The rapper hopes the verdict and backlash will end the "Stand Your Ground" law
Jay Z broke his silence on George Zimmerman's acquittal for killing unarmed black teenager Trayvon Martin, saying it made him "really angry" but that he hopes the law that exonerated Zimmerman will soon change.
"We all know it was wrong. It was wrong," Jay Z said of the verdict. "I was really angry, I didn't sleep for two days."
Jay Z spoke in a two-part interview posted Wednesday to the rapper's "Life+Times" YouTube channel. He called Zimmerman an untrained amateur with no right to try to "defend" his neighborhood from black children on their way home from the store.

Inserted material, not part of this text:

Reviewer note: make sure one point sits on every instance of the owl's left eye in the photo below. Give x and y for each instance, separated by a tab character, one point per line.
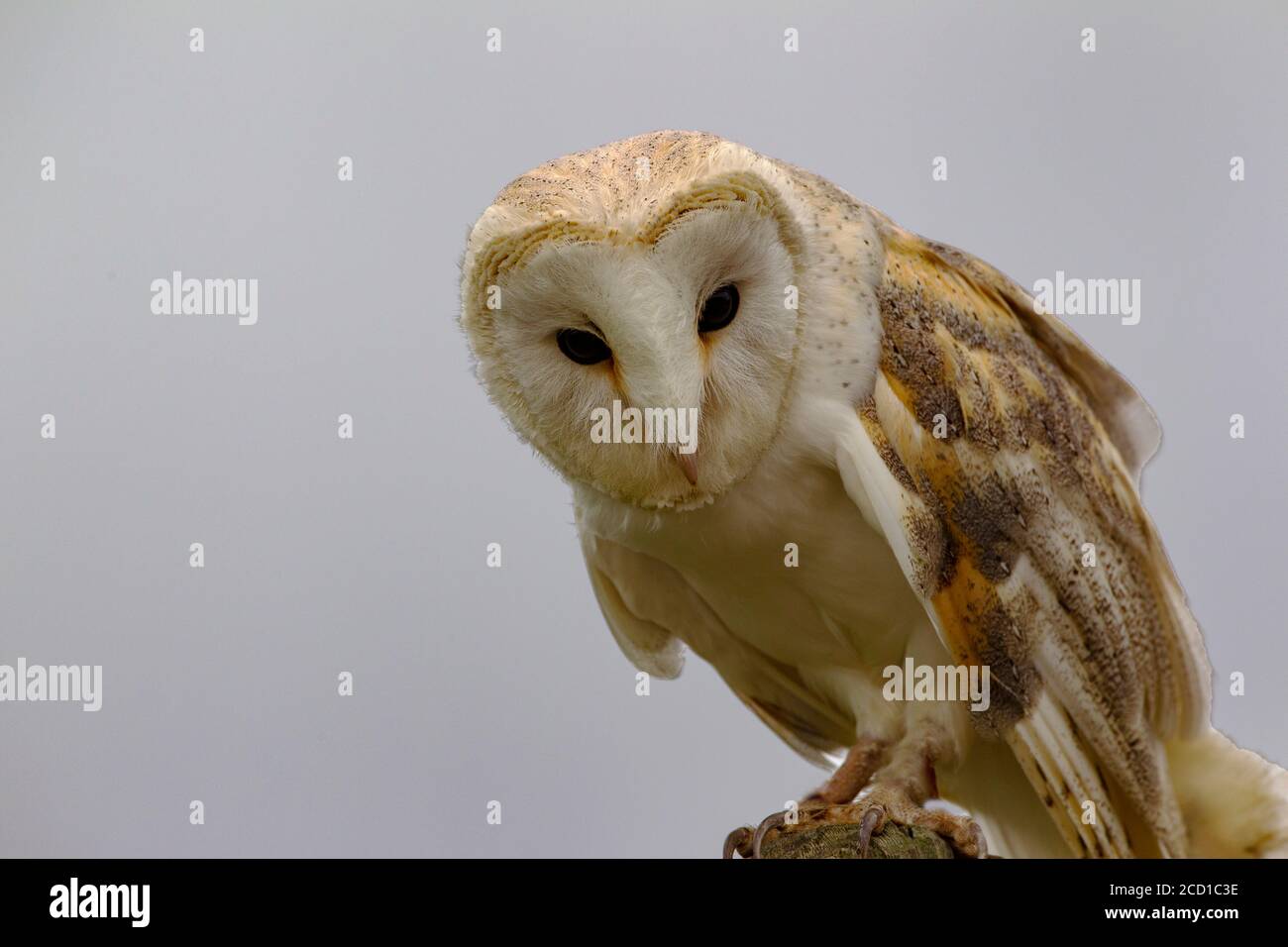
719	309
583	347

"This guy's not a professional," Jay Z said. "First of all, you're not a professional to profile someone. Professionals are taught not to profile … This guy is a novice. This guy is a f–king mall cop."
"You know, I was really angry about it, you know, that the thing that we all knew that there was still a bit of racism in America, but for it to be so blatant, it was like, if you just ask the question — ask yourself the question — didn't Trayvon have the right to stand his ground?" Jay Z said. "He was being chased, he was being chased and fought back. You know, he may have won, that doesn't mean he's a criminal — he won! If you chase me and you try to attack me and I defend myself, how can I be in the wrong? How is that right?"
The rapper said that though the case was a stark reminder that racism still exists in America, he had hoped that something good could come out of it: "His memory will live on … Hopefully this is the moment that changed that law and changed the way we interact with each other."